Perayaan Hari Ulang Tahun (HUT) Pemuda GMIM, baik ke-99 maupun menuju 100 tahun, dinilai bukan sekadar seremoni angka, melainkan momentum penting untuk menegaskan kembali makna persatuan dan panggilan pelayanan di kalangan generasi muda gereja.

Di tengah berbagai dinamika yang berkembang, HUT Pemuda GMIM menjadi ruang refleksi atas perjalanan panjang organisasi kepemudaan gereja yang telah berkontribusi dalam pelayanan jemaat, pembangunan masyarakat, hingga kehidupan berbangsa dan bernegara.

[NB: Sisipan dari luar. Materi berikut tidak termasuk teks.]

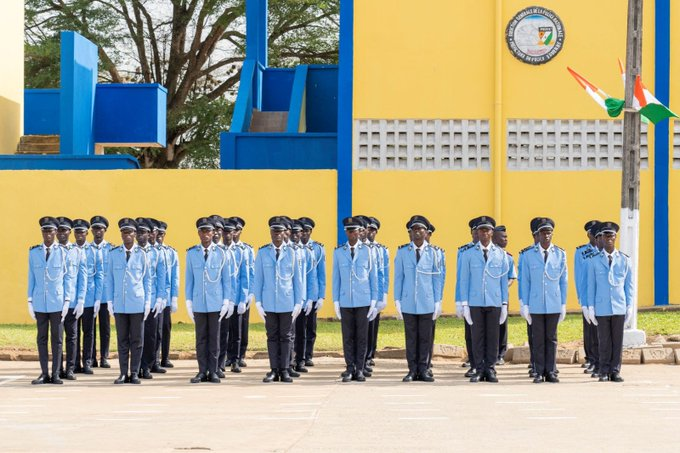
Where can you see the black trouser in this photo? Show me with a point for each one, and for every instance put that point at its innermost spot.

Makna utama dari perayaan ini terletak pada nilai persatuan. Pemuda GMIM diingatkan untuk tetap menjaga kebersamaan dalam kasih, meskipun dihadapkan pada perbedaan latar belakang, pandangan, dan tantangan zaman. Persatuan dinilai sebagai kekuatan utama yang harus terus dipelihara demi keberlanjutan pelayanan.

Selain itu, momentum HUT juga menjadi pengingat akan identitas pemuda gereja sebagai generasi penerus. Pemuda GMIM diharapkan mampu menjaga nilai-nilai iman, memperkuat karakter pelayanan, serta menjadi teladan di tengah masyarakat yang terus berkembang.

Tak hanya itu, perayaan ini turut dimaknai sebagai titik kebangkitan dan pembaharuan. Memasuki usia yang semakin matang, Pemuda GMIM didorong untuk terus berbenah, meningkatkan kualitas pelayanan, serta menjawab kebutuhan zaman secara relevan dan kreatif.

Dengan demikian, peringatan HUT Pemuda GMIM tidak hanya menjadi ajang perayaan, tetapi juga panggilan untuk memperkuat komitmen dalam bersatu, bertumbuh dalam iman, dan setia melayani di tengah dunia.